A word for the problem solvers among us: we know what’s going on. I have notified Google of their cruelty and they have attempted to appease us by allowing our street to be listed as a place on their maps. But, still, our little cul-de-sac is not listed as a legitimate street (nor is the other cul-de-sac just down the street). Our house number is still listed as invalid. The FedEx driver now knows where we live, but that other company still won’t open an online account for us.
No malice. The Google Maps algorithms or data scans simply haven’t gotten around to our little seven-house, two-empty-lot cul-de-sac. They will in time, for there’s money to be made. And, by the way, Apple Maps loves us still. We’re right there when we do a search.

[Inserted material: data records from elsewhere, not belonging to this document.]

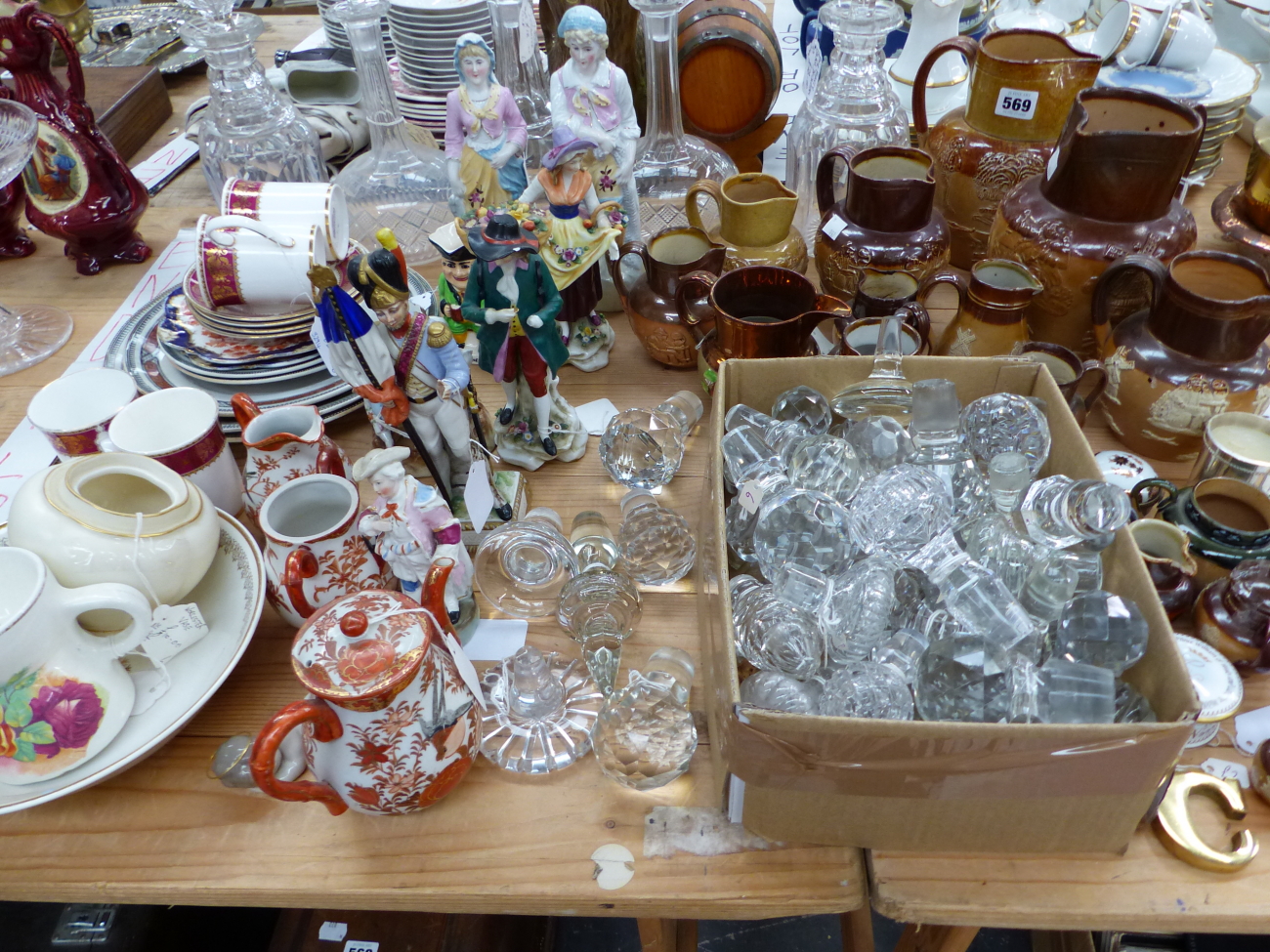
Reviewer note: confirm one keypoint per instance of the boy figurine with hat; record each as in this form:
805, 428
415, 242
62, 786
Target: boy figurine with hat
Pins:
430, 367
410, 527
512, 296
592, 98
576, 237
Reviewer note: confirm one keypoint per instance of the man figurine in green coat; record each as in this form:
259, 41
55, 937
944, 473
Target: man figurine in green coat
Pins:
512, 299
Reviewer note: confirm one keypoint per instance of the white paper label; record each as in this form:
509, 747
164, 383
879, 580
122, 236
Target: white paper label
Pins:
1226, 769
1017, 103
833, 228
478, 494
749, 495
331, 931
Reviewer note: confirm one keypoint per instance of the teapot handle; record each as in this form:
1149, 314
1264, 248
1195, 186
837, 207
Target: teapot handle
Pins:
326, 727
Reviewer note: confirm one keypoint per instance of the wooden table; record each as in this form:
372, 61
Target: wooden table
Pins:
164, 833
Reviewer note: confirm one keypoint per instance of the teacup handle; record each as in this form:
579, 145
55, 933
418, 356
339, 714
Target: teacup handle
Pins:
215, 227
326, 727
108, 596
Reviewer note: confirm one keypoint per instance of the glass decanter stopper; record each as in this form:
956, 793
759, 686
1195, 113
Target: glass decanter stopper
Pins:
644, 448
540, 711
868, 689
807, 406
646, 736
1062, 512
522, 566
943, 451
398, 183
778, 690
600, 605
851, 102
656, 544
520, 68
248, 131
667, 160
884, 392
774, 634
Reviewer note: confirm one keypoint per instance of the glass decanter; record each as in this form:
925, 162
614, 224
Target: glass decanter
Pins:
852, 102
667, 160
600, 605
522, 566
540, 711
399, 183
646, 736
37, 333
644, 448
248, 131
520, 68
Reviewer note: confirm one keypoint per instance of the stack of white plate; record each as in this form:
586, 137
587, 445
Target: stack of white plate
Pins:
338, 37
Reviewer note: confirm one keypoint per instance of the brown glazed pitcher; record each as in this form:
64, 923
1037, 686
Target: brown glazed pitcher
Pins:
1198, 351
1023, 83
1110, 193
649, 300
887, 220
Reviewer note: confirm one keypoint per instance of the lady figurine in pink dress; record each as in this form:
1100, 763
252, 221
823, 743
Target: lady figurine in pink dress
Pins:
486, 134
592, 98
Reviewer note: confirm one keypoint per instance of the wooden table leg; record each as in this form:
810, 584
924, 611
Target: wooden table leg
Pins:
667, 934
936, 938
858, 930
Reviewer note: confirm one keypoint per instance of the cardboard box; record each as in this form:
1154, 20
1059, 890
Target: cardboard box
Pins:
936, 786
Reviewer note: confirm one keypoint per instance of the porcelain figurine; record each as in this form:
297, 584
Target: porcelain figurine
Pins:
282, 444
392, 727
411, 528
512, 296
428, 364
486, 134
77, 186
575, 239
592, 98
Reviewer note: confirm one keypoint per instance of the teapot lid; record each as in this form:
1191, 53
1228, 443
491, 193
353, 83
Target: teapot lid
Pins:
360, 647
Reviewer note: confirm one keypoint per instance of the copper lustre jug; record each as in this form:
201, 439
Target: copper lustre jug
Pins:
1109, 190
1023, 84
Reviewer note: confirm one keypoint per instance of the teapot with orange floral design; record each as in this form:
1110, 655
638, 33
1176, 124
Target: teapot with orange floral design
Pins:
390, 724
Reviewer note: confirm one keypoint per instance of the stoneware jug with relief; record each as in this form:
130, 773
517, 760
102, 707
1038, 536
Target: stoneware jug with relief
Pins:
1197, 351
1023, 84
885, 221
1108, 191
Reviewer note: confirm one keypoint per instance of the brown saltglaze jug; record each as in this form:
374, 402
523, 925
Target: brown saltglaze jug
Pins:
1233, 614
649, 299
1198, 351
756, 219
990, 318
887, 220
1023, 84
1108, 191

We’ll get over Google’s snub, but, frankly, it’s been a bit of an inconvenience.
It is more than an inconvenience for those who live in a world that denies, degrades, discounts, and demeans them because of their race or their profession, their faith or their convictions.
The Biblical message to our world that denies, degrades, discounts, and demeans – to a cancel culture – is of the one so much bigger than Big Tech, so much more caring than the oligarchs, so much more powerful and merciful than any king or prince. This one, this Lord, declares that he knows us (Nahum 1:7, John 10:14) and loves us (1 John 3:1).
Nice try, Google, but we are still here. And we are loved by the one who knew us long before our little cul-de-sac was carved from a cornfield at the edge of the woods.